Богдан сидел в темной гостиной и курил. Чтобы понять, где именно он находится, достаточно было следовать за тоненькой струйкой дыма, вьющейся по квартире.
Когда приехала «Скорая», я склонилась над мамой.
– Мама…
Она отвернулась.
– Смотри, – воскликнула она, – смотри, какую кашу ты заварила!
Ее переложили с кровати на носилки, и санитар, а может, это был водитель «Скорой помощи», сказал:
– Может, вы вдвоем сами доедете до больницы?
Я перевела его слова Богдану.
– Мы погрузим ее в «Скорую», – добавил санитар, – а вы тогда своим ходом доедете. Ладно?
Он посмотрел на меня и добавил:
– Нам пора. А вы поезжайте следом.
Я кивнула.
Мы с Богданом сели в такси и поехали в больницу. На мне по-прежнему была ночная рубашка.
– Как думаешь, – начал он, – как думаешь, твоя мама когда-нибудь была счастлива с мужчиной?
– Мне-то откуда знать?
– Но почему?..
– Понятия не имею.
– А ты знала, что она?..
– Нет.
– Я все думаю: а она вообще сможет быть счастлива с мужчиной?
Я повернулась к нему:
– Богдан, я не знаю.
Водитель то и дело поглядывал на нас в зеркало. Мы ему не нравились. На мне – ночная рубашка, вся в пятнах. От Богдана пахнет куревом. Если меня стошнит, таксист сбесится.
– Хватит уже спрашивать! Я не знаю! Меня тошнит!
Богдан взял меня за руку и пожал ее.
Сиденья были черными и блестящими, и я представила, как моя рвота будет смотреться на этой черной поверхности.
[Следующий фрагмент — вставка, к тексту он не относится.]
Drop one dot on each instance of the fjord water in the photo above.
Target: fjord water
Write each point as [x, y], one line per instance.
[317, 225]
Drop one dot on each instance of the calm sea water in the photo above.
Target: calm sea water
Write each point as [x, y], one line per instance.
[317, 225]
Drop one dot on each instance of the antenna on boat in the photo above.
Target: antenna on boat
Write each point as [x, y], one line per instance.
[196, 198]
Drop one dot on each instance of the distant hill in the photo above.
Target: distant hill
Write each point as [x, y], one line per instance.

В машине пахло жидкостью для мытья окон.
Женщина-врач положила руку мне на плечо. Я попыталась сбросить ее, но у меня не получилось, и рука лежала у меня на плече, влажная и мягкая, как медуза.
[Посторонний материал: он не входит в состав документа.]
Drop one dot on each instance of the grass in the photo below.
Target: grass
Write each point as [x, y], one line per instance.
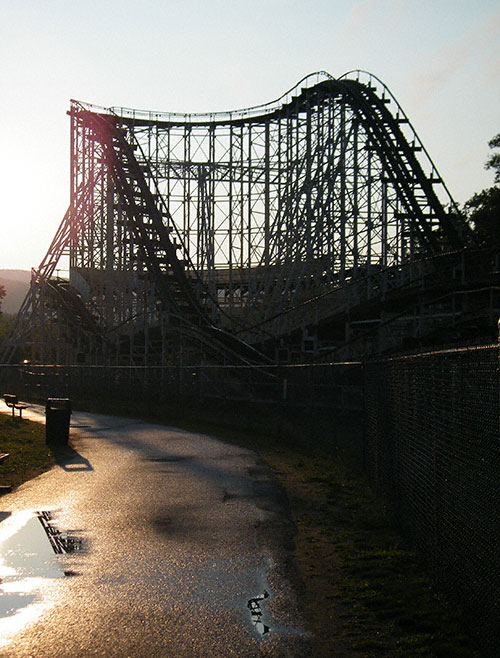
[25, 443]
[365, 592]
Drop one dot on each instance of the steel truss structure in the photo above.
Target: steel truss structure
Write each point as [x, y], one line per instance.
[231, 236]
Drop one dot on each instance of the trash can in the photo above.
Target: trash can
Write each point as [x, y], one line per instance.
[57, 415]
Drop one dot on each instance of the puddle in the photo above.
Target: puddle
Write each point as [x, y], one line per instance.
[60, 542]
[256, 611]
[30, 564]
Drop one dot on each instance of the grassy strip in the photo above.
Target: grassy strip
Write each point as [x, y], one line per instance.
[24, 440]
[365, 592]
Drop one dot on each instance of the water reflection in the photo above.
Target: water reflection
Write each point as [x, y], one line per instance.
[29, 567]
[256, 611]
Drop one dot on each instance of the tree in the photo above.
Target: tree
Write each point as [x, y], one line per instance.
[483, 209]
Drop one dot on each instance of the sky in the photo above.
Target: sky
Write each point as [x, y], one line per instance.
[439, 58]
– Твоя мама в последнее время часто переживала?
Богдан подошел ко мне, взял ее руку и убрал с моего плеча. Он сказал что-то по-английски, но врач английского не понимала или делала вид, будто не понимает. Она старалась не смотреть на Богдана и поймать мой взгляд.
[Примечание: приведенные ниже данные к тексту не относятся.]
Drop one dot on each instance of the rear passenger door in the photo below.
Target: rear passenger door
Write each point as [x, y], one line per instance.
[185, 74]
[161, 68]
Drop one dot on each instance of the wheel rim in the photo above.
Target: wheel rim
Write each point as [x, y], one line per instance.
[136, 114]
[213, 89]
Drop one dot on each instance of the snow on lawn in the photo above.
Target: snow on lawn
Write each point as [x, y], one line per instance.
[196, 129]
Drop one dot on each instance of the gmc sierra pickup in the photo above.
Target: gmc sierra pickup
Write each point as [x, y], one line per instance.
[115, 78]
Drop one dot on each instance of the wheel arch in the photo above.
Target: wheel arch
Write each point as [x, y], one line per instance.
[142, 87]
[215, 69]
– Твоя мама в последнее время часто переживала?
У врача были косички. Она была моложе мамы. Я подумала, что косички она зря заплела – с ними она выглядела как девчонка.
– Возможно, – ответила я, – а может, ей просто хотелось жить в Нью-Йорке. Не знаю.
«Праздник состоится в шамбр сепаре, это значит – отдельном помещении, – говорит мама, – это по-французски». «Ясно», – отвечаю я, хотя мы в Германии. «Это один из лучших ресторанов Мюнхена», – добавляет она. Метрдотель забирает у нас пальто и показывает на длинную широкую лестницу. Мама приподнимает подол платья и бежит вверх, она бежит, бежит, и бежит, «опаздывать нельзя», – говорит она на бегу, повернувшись ко мне. Подол ее шелкового платья волочится по ступенькам.
Она показывает на закрытую дверь с золотой инкрустацией и говорит:
– Нам сюда.
Я останавливаюсь рядом – из-за двери доносятся голоса и смех. Я смотрю на маму.
– Папа сейчас там?
– Да, папа, и еще другие люди.
– Тогда пошли?
– Подожди, только отдышусь.
– Папа знает, что я здесь?
Она рассмеялась.
– Что ты сбежала из дома и приехала сюда?.. Да, это он знает.
– Я же не дома была.
– В смысле?
– Я была не дома, значит, и сбежала тоже не из дома.
– Ну да.
– А Катрина мне не мать.
– Катрина очень расстроилась. Она считает, что ты сбежала из дома. Больше она няней работать не хочет.
– Ты сердишься?
– Нет.
– А папа сердится?
– Нет.
Я вздохнула и взяла ее за руку.
– Ну что, пошли?
Мама смотрит на меня. Щеки у нее красные. Ее шелковое платье такое тонкое, что скорее напоминает ночную рубашку.
– Я хорошо выгляжу? – спрашивает она.
– Да, – отвечаю я.
– Тогда пошли, – и она открывает дверь.